Thanks for listening.
Saturday, March 04, 2006

How Do I Move Past This?

How do I move past this?

I miss Cody more than ever. It seems like he was the one that made me feel loved at home, I just didn't realize it. I don't feel loved at home anymore. Maybe he was the glue that kept Mark and I together. He had such a profound impact on my life that I don't know if I realized it? Or I guess I did - I was pretty upset when he was sick. There is so much that I would give just to have him back. Of course I wouldn't give up Mark to have him back, but just about anything else. I can't believe he's not here, and I cry and cry about it. I cry on the way to work, I cry on the way home. I cry sitting on the couch, I go upstairs and cry in bed. I cry when I'm in the car with Mark. I just cry. I'm crying as I sit here. It will be 3 weeks on Monday - why don't I feel better about it instead of worse? Is this just the way I process things? A bit of sadness released over a period of time instead of a lot of sadness all at once? Is it true what Mark said, I'll never get over Cody? Maybe I should just make up my mind and get over him, stop being sad about him. He's gone, and I can't bring him back. But it seems like he should have had a longer life ahead of him - 4 to 6 more years of a good, full life ahead. Was his life really so bad that he didnt want to live that long? Why did he die? I don't understand at all.
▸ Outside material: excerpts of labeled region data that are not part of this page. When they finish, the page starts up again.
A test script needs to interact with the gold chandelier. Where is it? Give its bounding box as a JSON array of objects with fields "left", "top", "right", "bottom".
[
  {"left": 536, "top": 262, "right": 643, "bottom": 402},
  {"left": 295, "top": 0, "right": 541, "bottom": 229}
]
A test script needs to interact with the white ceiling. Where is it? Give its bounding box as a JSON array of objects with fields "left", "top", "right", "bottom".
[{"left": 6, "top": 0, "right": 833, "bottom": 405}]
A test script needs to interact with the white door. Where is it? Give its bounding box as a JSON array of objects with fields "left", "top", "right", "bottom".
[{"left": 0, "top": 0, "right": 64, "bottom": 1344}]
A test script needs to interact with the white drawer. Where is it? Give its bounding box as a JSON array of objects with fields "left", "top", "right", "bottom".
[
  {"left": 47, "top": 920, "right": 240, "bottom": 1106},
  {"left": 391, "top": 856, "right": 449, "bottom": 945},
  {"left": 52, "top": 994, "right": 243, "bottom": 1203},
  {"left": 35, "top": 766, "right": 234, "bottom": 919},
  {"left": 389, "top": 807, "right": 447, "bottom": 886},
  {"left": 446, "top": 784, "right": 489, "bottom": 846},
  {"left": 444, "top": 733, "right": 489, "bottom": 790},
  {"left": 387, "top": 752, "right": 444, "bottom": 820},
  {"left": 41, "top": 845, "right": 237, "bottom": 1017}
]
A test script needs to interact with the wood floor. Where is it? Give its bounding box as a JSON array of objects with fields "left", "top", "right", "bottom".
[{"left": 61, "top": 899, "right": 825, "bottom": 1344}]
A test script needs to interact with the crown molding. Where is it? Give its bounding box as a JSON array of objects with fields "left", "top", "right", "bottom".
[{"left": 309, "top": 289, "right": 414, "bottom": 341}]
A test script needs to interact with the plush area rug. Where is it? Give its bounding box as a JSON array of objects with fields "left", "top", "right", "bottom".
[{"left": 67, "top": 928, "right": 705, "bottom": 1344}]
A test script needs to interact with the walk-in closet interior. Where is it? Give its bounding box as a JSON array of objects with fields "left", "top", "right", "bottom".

I'm drowning at work. I don't know if I can get one provider's packet in, and another provider's references. And it's for B, who I want to succeed and not quit. He's a good scheduler, really good. He might be too nice, though. Maybe he doesn't push jobs like they're urgent? I don't really know, I don't get the feeling that my jobs with him are urgent for some reason. Maybe he's not so good after all. I'm still drowning at work.

I don't know if Mark and I are getting along well or not. I guess we are, but maybe we're not. It's hard to say right now. I'm kind of annoyed with him over Cody, and he's probably a bit annoyed with me over housecleaning or something, who knows. He's always annoyed with me over something. He's always disapproving of me in some way. Isn't that life, though?

Even my desk is a mess. Everything in my life is a mess, nothing is orderly. It's how I feel inside.

It's all started since Cody died, 3 weeks ago. I'm surprised I'm getting anything done, that any docs are getting booked, that I'm functioning at all.

Am I being truly productive? I don't think so.

And I don't think I can get another car, either. Not a decent one. I don't have good or decent credit, and I don't think I can get anything decent with my credit. I want this Range Rover from this dealership, but there's no way they'll lend me the money. I tried D&M Leasing, so we'll see what happens from that. Probably nothing.